Based on what we've seen Heska is not finding it easy EBIT growth rate, but the other factors we considered give us cause to be optimistic. There's no doubt that its ability to cover its interest expense with its EBIT is pretty flash. We would also note that Medical Equipment industry companies like Heska commonly do use debt without problems. When we consider all the factors mentioned above, we do feel a bit cautious about Heska's use of debt. While we appreciate debt can enhance returns on equity, we'd suggest that shareholders keep close watch on its debt levels, lest they increase. We'd be motivated to research the stock further if we found out that Heska insiders have bought shares recently. If you would too, then you're in luck, since today we're sharing our list of reported insider transactions for free.

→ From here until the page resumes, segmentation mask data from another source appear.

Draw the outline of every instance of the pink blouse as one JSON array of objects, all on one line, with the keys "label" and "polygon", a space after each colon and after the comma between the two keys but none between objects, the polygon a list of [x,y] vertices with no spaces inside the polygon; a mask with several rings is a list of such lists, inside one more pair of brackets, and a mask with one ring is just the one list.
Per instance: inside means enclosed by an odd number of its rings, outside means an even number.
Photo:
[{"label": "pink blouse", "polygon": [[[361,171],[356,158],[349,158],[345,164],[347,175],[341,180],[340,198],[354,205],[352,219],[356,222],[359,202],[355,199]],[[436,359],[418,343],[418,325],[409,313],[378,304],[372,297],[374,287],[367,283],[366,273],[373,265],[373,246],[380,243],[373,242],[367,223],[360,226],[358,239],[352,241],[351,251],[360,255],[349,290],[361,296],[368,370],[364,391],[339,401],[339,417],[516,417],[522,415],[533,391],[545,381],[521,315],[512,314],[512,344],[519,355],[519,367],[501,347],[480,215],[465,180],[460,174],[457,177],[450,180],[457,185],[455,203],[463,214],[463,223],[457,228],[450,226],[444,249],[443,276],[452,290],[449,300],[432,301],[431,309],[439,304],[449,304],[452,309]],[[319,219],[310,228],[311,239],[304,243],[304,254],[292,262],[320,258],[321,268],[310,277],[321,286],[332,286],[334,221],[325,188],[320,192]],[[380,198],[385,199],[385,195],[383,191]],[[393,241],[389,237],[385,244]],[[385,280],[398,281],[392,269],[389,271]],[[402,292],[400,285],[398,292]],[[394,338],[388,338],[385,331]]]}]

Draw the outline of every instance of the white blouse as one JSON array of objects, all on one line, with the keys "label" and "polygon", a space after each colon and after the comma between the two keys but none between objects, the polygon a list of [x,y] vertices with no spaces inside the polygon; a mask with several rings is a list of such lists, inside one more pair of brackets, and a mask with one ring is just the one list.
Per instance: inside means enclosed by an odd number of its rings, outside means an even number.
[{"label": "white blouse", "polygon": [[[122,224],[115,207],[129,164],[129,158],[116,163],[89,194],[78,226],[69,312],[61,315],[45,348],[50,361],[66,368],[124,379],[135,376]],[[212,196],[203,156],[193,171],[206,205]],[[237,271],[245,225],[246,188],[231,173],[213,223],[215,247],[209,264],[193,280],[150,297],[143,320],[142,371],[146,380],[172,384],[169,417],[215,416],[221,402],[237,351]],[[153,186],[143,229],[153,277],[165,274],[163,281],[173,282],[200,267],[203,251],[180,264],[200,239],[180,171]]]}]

When all is said and done, sometimes its easier to focus on companies that don't even need debt. Readers can access a list of growth stocks with zero net debt 100% free, right now.

We aim to bring you long-term focused research analysis driven by fundamental data. Note that our analysis may not factor in the latest price-sensitive company announcements or qualitative material.

If you spot an error that warrants correction, please contact the editor at editorial-team@simplywallst.com. This article by Simply Wall St is general in nature. It does not constitute a recommendation to buy or sell any stock, and does not take account of your objectives, or your financial situation. Simply Wall St has no position in the stocks mentioned. Thank you for reading.